Lilly remembered her time on the adventure drama as one marked by frustrations with her character, the often-in-peril Kate Austen, and instances of sexism on set.
“In Season 3, I’d had a bad experience on set with being basically cornered into doing a scene partially naked, and I felt I had no choice in the matter,” Lilly recalled on a recent episode of the “Lost Boys” podcast. “I was mortified and I was trembling, and when it finished I was crying my eyes out and had to go on and do another very formidable and strong scene immediately after.”
The following season, Lilly was tasked with undressing on-screen yet again. That would become her final scene in the series sans clothes after she “failed to control it.”
“I said, ‘That’s it ― no more. You can write whatever you want, I won’t do it. I will never take my clothes off on this show again’ ― and I didn’t.”
Representatives for ABC did not immediately respond to HuffPost’s request for comment.
Lilly has spoken previously about her not-so-rosy memories from her time on “Lost,” which ranks in the pantheon of the greatest TV shows of all time. She once accused a “misogynistic” former co-worker of intentionally injuring her on the set.
The Golden Globe nominee said she also had qualms about the on-screen treatment of her character, who she said she “always thought she was obnoxious.”

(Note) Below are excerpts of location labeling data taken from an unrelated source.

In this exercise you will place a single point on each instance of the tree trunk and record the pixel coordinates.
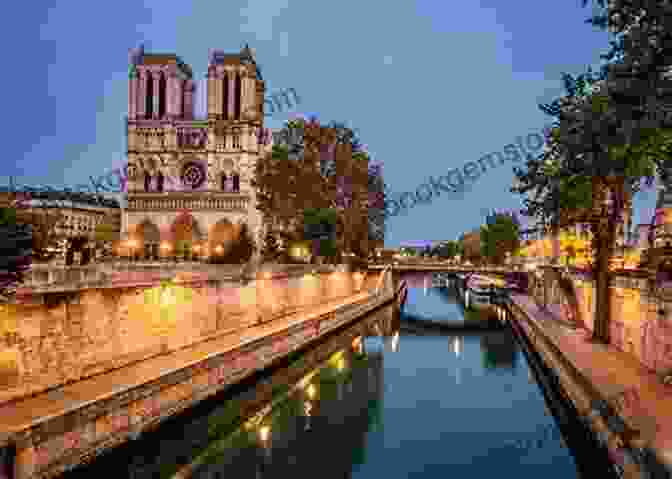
(604, 245)
(605, 227)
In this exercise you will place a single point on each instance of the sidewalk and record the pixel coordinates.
(641, 399)
(25, 413)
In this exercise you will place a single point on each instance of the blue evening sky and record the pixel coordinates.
(429, 85)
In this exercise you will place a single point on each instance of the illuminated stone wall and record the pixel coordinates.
(641, 316)
(61, 442)
(93, 331)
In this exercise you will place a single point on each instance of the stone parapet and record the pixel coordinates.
(75, 428)
(60, 337)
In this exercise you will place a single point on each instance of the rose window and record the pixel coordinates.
(193, 175)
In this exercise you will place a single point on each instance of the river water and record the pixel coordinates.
(398, 401)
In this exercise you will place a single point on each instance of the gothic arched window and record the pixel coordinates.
(162, 95)
(149, 97)
(225, 97)
(237, 97)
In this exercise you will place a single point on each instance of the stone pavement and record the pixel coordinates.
(637, 394)
(25, 413)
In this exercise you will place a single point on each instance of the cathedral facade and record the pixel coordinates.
(189, 179)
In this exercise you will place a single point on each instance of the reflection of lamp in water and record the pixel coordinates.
(456, 343)
(395, 342)
(357, 345)
(307, 408)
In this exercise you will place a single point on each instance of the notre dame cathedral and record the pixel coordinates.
(189, 178)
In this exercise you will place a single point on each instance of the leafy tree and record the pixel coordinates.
(471, 246)
(240, 251)
(317, 166)
(499, 237)
(271, 247)
(449, 250)
(612, 132)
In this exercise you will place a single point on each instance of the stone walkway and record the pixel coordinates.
(22, 414)
(642, 400)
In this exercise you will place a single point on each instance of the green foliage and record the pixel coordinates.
(449, 250)
(499, 237)
(7, 216)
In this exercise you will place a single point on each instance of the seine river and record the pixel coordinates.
(399, 401)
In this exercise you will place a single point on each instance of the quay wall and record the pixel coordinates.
(641, 311)
(57, 444)
(52, 339)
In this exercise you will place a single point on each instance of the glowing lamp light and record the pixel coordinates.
(264, 433)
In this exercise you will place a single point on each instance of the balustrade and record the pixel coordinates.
(232, 202)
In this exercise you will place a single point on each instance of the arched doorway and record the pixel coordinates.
(77, 251)
(222, 238)
(187, 237)
(149, 238)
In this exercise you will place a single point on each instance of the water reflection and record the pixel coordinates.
(360, 406)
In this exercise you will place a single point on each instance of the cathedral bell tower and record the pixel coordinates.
(161, 87)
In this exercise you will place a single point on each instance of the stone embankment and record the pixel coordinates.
(53, 430)
(624, 404)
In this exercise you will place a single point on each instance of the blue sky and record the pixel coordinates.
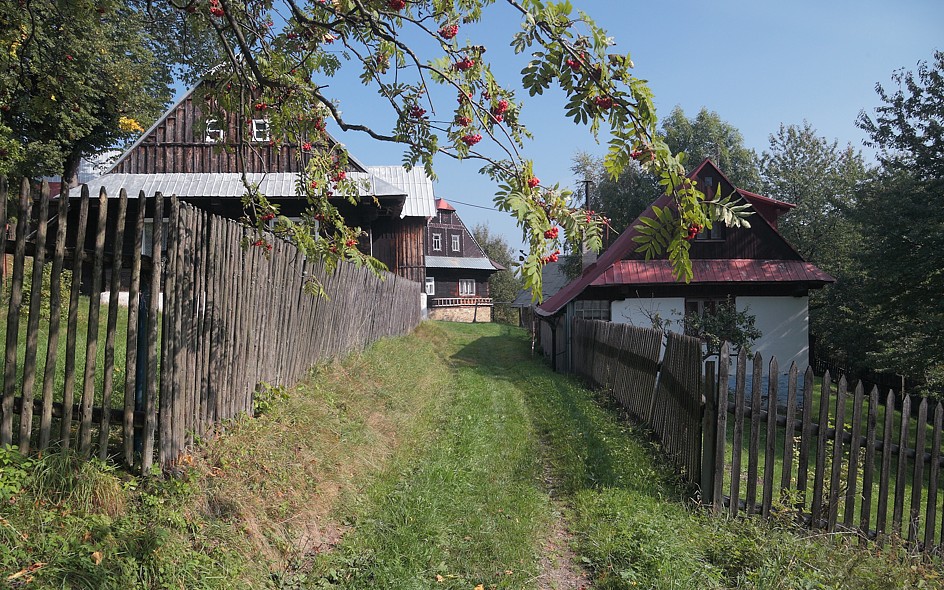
(756, 63)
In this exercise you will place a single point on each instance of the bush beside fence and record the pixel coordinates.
(222, 320)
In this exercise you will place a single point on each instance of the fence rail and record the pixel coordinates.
(836, 457)
(205, 323)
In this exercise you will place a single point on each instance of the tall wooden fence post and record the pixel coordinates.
(709, 433)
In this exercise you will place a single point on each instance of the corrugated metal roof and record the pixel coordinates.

“Not at the beginning ― at the beginning, she was kind of cool,“ Lilly said on the podcast. “But as the show went on, I thought she became more and more predictable. I felt that my character went from being autonomous ― really having her own story, journey and agendas ― to chasing two men around the island. That irritated the shit out of me.”
Kate was, of course, one side of TV’s most hotly debated love triangle, carrying on relationships with fellow plane crash survivors, doctor Jack and bad boy Sawyer.
“I wanted her to be better because she was an icon for strength and for women,” Lilly continued. “I think I tried very hard to take what I was given and always find the way to show that strength, to have her own thoughts and to take moments I thought might be quite whiny and somehow make them... not whiny.”
After “Lost” ended in 2010, Lilly took a years-long break from acting, returning only for major roles in films like the “Hobbit” franchise and the Marvel Cinematic Universe, where she plays Hope van Dyne, aka the Wasp.
Lilly said she’s “better equipped now to not have uncomfortable experiences come up.”
“I’m lucky. I’m in a position ― a very privileged position ― where I’m allowed to be picky. I can be picky,” she explained on the podcast. “I’ve got enough success under my belt that I can be, and I feel for women who are just struggling to come up in the industry and don’t really know how to navigate that.”
Ahead of the release of this summer’s “Ant-Man and the Wasp,” Lilly slammed male actors in Marvel films for complaining about their body-con costumes, since women in Hollywood are routinely made uncomfortable for the sake of looking good.
“That [Wasp] suit made me feel very safe,” she said of her costume in the film. “I didn’t have to be in a miniskirt and a bustier, and I was very grateful. Gal Gadot looked freaking amazing in hers [as Wonder Woman], but I would have been uncomfortable. I’m just not that person.”